Türk Ataları; "kötü ev sahibi, kiracıyı ev sahibi yaparmış" diye boşuna söylememiş. Gerçi bizde kim kiracı kim ev sahibi hep karıştırılıyor ama?
İkinci Ligden itibaren bir kamyon dolusu oyuncu transfer edip, bir de üstüne piyasa değerlerinin üstünde paralar verip istediğimiz sonuca ulaşamıyorduk. Ne zaman ki yasak geldi, bize de huzur geldi. Artık kimse tribünlerde; "Başkan bize Ronaldo'yu al" diye bağırmıyor. Zorunluluklar takımı bir arada tuttu. Bir de üstüne Gisdolle geçen sezon yakaladığımız takım iskeleti oluşunca güzel sonuçlar almaya başladık.
Beşiktaş maçı ölçü değildi ama iyi oyun oynamıştık. Antep, Hatay maçlarında da görece olarak daha denk takım olmasak da sahada ağır basan taraf bizdik.
Konya ve Başakşehir maçları turnusol kağıdı olacaktı, Konya'da yine hakem felaketi, peşine ligin iyi takımlarından Başakşehir galibiyeti gelince Rize maçı farklı bir havaya girdi.
Taraftarımız, acaba Avrupa olur mu hayalleri kurarken Rize'den 3 puanla döndük. Bir haftada üç maç oynamak kolay değil. Zaten rotasyonda fazla oyuncumuz da yok. Reis sürekli kulübedekileri hazır tutmaya çalışıyor. Rize'nin puan tablosundaki yeri ve aldığı puanlar ölçü olmasın, Rize de bu ligin iyi takımlarından. İlhan Palut ise bu ligin üstünde bir hoca. Bizim için zor maçtı. Yorgunluk ve maçın sonlarına doğru ağırlaşan saha da cabası.
Maç eşit güçlerin savaşı şeklinde geçti, iki takım da birbirini tarttı. Benzer pozisyonlara girdik, benzer pozisyonları kaçırdık. Nitcham'ın pozisyonunda Zeki tam usta işi çıkartınca, o top gol olmasa ayıp ederdi. Nitcham golü attı ama yine aynı Nitcham; topu sağa ver soldan al, sola verle ömür geçiriyor. Reis ne yapıp edip Tait'i kazanmalı. Soner Aydoğdu iyi niyetli ama yeterli değil. Celil ve Bennasser orta sahayı domine ediyorlar. Celil iki haftadır nazar boncukluk oynuyor. Defans bloğu sağlam, Zeki ve Bola ters kademeleri kaçırmıyorlar.
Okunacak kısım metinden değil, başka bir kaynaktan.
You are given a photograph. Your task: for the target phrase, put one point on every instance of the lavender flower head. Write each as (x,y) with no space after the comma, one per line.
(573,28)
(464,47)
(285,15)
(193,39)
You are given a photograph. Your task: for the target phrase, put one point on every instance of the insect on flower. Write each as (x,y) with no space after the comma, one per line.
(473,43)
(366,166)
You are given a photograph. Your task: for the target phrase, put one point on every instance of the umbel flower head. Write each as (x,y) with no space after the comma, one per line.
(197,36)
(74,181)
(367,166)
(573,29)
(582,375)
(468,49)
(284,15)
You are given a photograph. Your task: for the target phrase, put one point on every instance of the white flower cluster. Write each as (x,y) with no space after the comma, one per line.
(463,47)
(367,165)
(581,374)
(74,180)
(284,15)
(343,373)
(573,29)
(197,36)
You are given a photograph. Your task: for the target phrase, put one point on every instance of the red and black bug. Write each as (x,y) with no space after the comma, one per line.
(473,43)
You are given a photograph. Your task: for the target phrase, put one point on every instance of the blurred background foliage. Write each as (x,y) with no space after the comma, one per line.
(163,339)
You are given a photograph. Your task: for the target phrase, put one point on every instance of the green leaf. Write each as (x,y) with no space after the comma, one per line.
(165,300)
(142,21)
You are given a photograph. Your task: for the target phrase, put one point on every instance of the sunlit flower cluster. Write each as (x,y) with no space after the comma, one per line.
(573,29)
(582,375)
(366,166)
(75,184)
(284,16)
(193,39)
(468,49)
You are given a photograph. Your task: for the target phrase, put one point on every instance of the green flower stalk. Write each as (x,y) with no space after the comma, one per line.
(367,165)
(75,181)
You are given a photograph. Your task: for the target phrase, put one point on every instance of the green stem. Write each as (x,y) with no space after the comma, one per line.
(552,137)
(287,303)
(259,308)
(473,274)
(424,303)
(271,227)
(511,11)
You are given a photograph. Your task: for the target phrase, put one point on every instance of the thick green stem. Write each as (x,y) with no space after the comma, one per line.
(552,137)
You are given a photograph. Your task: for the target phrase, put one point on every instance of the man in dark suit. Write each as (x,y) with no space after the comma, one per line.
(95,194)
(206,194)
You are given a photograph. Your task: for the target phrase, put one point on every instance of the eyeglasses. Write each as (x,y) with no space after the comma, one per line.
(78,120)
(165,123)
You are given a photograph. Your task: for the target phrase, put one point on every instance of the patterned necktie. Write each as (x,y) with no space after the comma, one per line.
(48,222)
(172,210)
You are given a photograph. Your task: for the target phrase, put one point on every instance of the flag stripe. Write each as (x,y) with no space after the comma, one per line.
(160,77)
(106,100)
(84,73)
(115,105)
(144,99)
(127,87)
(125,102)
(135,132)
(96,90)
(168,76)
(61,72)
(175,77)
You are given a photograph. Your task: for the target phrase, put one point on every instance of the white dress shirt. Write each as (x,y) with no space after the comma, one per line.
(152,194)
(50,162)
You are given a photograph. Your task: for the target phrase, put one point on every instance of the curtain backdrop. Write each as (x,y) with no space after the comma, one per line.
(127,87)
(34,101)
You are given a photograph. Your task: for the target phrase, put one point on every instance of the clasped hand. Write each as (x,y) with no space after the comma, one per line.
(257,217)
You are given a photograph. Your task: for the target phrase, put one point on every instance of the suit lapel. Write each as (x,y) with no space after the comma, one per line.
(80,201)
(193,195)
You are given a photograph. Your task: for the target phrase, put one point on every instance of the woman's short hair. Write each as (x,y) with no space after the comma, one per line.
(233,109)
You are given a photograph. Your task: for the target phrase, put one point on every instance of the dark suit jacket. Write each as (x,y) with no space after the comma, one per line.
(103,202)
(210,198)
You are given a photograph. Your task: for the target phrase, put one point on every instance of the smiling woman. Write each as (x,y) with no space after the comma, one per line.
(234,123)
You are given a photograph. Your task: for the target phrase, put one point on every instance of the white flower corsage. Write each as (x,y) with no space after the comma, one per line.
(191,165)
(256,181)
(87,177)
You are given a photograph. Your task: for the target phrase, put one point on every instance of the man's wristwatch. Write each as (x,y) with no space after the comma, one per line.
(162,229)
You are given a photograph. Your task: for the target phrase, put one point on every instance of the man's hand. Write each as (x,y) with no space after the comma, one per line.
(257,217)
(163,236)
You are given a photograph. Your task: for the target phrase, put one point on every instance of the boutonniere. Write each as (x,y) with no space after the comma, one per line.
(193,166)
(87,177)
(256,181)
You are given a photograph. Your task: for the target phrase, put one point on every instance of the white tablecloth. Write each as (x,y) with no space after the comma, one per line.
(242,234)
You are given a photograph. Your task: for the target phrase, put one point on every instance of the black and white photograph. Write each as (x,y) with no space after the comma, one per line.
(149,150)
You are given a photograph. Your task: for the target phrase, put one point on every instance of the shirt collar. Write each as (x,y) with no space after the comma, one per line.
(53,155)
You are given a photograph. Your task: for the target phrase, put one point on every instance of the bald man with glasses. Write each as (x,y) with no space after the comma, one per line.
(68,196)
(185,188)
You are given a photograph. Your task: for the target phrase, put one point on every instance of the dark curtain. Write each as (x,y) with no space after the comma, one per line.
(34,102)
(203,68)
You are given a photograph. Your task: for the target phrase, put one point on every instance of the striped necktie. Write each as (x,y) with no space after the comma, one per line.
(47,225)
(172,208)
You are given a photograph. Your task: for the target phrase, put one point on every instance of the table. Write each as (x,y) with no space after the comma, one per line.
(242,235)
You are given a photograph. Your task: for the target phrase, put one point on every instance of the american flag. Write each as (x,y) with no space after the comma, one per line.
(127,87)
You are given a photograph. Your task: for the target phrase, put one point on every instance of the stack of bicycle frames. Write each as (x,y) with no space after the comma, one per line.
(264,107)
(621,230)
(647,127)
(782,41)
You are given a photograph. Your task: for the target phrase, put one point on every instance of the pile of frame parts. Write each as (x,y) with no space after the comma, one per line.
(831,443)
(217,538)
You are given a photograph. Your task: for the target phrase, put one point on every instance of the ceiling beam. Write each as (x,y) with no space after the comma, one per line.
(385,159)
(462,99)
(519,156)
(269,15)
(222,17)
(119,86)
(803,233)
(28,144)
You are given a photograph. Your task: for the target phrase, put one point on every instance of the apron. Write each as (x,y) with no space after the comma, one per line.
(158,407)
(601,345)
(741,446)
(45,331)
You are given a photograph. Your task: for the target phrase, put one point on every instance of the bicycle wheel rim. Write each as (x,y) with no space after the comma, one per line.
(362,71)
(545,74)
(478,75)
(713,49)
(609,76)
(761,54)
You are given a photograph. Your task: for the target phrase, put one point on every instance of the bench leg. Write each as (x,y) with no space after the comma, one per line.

Maç istatistiklerinde topa sahip olmada Rize 60-40 üstün gözükebilir ama bu üstünlük sadece rakamsal. Top birinci ve ikinci bölge arasında dolaştı durdu. Biz de sahada doğru yerde durduk.
Tek olumsuz durum Okan'ın sarı kartıydı. Biz takım olarak hiçbir zaman oyunu soğutan taraf olmadık, Okan da oyunu soğutmak için değil yorgunluktan dolayı geç kaldı diye düşünüyorum.
Bir de Ercan Kara var. Boylu poslu çocuk, memleketimiz Çarşamba'dan. Son dakikada o golü yapması gerekir. Reis rotasyon için Dimata ve Ercan arasında kaldığında memleketimizin çocuğunu seçsin isteriz.
Maç sonucunda 3. sırada gözüküyoruz, haliyle taraftar da "Avrupa Avrupa duy sesimizi" diyor. Fakat Avrupa'nın sesimizi duymasına daha çok var. Hedef; alınabilecek maksimum puanla ligde kalabilmek.
Samsunspor taraftarı bu deplasmana özel "Kırmızı" konsepti yaptı. Store da tepkisiz kalmayıp kırmızı ürünlerde %20 indirim yaptı, güzel de oldu.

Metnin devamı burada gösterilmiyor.